HS2 has launched the last of four tunnel boring machines (TBM) to build the Northolt Tunnel.

The TBM, called Anne, will bore 3.4 miles from Ealing’s Victoria Road to Greenpark Way in Greenford. It joins TBM Emily which was launched back in February.

TBM Anne is the final of four TBMs needed to build the 8.4-mile long Northolt Tunnel, which will run from Ealing to Hillingdon. It measures 170 metres in length and weighs 1,700 tonnes.

The joint venture of Skanska Costain Strabag (SCS JV), which is responsible for the route, named the TBM after Lady Anne Byron after a public vote in Ealing.

Byron was an educational reformer and philanthropist who launched Ealing Grove School in 1834. The school was the first cooperative launched in England that provided education for working-class children.

TBMs Sushila and Caroline have been building the other five-mile section since 2022. Work on the tunnel is expected to complete in 2025, according to HS2.

Herrenknecht manufactured the TBM in Germany, and two further TBMs are currently under construction for use between Old Oak Common and Euston. They are set for delivery to the UK later this year, when HS2 said they will be lowered into the station box at Old Oak Common.

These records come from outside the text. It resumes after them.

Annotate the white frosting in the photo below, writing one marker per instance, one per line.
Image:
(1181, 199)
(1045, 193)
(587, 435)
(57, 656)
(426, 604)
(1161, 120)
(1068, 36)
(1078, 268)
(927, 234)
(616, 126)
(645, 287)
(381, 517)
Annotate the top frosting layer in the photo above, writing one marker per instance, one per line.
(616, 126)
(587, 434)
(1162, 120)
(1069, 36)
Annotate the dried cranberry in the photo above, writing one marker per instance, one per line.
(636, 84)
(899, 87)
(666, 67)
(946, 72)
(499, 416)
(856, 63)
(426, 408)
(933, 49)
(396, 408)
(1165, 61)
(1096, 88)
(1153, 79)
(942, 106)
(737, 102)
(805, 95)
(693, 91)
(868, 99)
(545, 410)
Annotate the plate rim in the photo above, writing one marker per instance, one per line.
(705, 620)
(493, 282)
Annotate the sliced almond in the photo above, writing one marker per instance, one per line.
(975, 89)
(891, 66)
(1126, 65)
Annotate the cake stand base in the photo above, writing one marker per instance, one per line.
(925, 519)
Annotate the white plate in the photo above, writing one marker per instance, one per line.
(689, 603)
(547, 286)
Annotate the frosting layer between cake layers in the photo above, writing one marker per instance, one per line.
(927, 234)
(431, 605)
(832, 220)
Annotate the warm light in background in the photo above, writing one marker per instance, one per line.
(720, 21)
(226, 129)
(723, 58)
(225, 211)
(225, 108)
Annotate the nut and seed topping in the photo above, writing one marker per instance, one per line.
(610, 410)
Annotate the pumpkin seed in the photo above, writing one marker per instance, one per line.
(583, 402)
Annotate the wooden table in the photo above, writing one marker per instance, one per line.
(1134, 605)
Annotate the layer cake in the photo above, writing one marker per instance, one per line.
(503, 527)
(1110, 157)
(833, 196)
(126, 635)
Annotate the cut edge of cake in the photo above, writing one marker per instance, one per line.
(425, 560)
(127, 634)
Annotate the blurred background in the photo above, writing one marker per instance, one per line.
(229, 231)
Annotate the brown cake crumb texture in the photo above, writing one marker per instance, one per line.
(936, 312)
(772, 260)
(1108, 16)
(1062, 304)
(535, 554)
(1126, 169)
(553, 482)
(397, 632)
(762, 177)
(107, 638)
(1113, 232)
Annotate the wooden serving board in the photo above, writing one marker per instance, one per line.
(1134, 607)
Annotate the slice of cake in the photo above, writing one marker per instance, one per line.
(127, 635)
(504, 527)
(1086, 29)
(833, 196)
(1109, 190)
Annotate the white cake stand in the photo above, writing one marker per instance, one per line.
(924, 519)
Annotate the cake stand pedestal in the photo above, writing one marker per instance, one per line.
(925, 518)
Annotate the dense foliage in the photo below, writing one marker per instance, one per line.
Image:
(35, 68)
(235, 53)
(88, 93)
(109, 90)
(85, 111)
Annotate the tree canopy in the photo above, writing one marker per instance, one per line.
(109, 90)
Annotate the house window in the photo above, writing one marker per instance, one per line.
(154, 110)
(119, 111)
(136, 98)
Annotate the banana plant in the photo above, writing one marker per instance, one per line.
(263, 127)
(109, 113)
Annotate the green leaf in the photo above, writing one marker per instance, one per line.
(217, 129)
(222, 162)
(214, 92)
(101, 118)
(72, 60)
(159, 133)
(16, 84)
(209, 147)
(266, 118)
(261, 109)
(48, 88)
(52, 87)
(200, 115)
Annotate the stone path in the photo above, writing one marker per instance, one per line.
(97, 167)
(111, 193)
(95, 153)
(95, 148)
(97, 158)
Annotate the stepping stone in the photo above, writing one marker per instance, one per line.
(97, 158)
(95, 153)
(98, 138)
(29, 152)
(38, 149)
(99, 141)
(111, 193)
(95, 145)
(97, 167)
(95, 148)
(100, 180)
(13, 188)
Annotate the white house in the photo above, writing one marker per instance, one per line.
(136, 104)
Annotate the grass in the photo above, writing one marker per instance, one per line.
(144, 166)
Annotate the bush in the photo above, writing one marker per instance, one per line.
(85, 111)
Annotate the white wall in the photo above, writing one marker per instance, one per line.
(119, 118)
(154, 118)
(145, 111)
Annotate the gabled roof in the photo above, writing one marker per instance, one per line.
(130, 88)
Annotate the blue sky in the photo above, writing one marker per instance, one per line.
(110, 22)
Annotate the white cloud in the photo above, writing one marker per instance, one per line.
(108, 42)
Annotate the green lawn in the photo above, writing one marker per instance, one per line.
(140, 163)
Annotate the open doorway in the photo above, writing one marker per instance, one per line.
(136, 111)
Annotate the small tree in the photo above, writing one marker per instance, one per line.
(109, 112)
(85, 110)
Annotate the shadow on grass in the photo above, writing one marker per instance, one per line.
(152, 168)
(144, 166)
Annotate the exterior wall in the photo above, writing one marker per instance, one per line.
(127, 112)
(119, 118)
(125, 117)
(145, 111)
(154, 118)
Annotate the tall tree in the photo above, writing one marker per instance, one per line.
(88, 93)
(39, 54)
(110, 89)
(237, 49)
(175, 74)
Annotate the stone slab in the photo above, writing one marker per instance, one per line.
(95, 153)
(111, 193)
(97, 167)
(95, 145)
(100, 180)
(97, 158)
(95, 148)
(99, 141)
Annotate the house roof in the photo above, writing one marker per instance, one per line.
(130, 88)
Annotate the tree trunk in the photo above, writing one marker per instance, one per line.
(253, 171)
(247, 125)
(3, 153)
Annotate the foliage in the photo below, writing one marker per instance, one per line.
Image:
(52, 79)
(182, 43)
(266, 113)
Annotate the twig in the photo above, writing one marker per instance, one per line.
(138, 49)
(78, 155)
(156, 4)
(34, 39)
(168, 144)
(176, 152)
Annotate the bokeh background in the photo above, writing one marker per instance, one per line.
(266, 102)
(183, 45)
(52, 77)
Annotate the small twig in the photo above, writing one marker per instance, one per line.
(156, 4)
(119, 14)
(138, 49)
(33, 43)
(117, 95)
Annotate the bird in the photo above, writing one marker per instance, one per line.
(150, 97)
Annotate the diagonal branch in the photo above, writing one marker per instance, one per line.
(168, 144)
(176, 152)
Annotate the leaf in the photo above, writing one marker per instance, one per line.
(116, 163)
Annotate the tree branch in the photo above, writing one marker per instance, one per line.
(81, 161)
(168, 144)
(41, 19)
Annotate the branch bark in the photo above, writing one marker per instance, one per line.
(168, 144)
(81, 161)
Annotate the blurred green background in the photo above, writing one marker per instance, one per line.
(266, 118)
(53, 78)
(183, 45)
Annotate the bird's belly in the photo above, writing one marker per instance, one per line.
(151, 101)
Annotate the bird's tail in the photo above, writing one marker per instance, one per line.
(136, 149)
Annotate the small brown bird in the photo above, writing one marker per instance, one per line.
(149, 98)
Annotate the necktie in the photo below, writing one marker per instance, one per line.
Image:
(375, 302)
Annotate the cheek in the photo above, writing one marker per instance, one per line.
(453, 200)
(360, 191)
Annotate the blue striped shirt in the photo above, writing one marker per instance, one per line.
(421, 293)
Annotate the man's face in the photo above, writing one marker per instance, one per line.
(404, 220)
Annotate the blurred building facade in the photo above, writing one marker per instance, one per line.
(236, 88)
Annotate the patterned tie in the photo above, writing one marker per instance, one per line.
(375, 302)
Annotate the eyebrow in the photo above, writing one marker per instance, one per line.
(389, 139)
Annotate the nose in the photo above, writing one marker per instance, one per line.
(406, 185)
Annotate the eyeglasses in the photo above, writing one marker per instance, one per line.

HS2 project client director for the London tunnels Malcolm Codling said: “The launch of Anne is the culmination of many years of work for the London Tunnels team and a further triumph in British engineering.”

SCS JV managing director James Richardson called the launch of the TBM a “milestone” for the project.

“With a quartet of TBMs and over 20 construction sites all making significant progress, we are on course to deliver the high-speed line into central London, creating economic growth and opportunities at every step of the way,” he added.

The launch comes as HS2 announced it had completed more than half of its bored tunnelling between London and the West Midlands.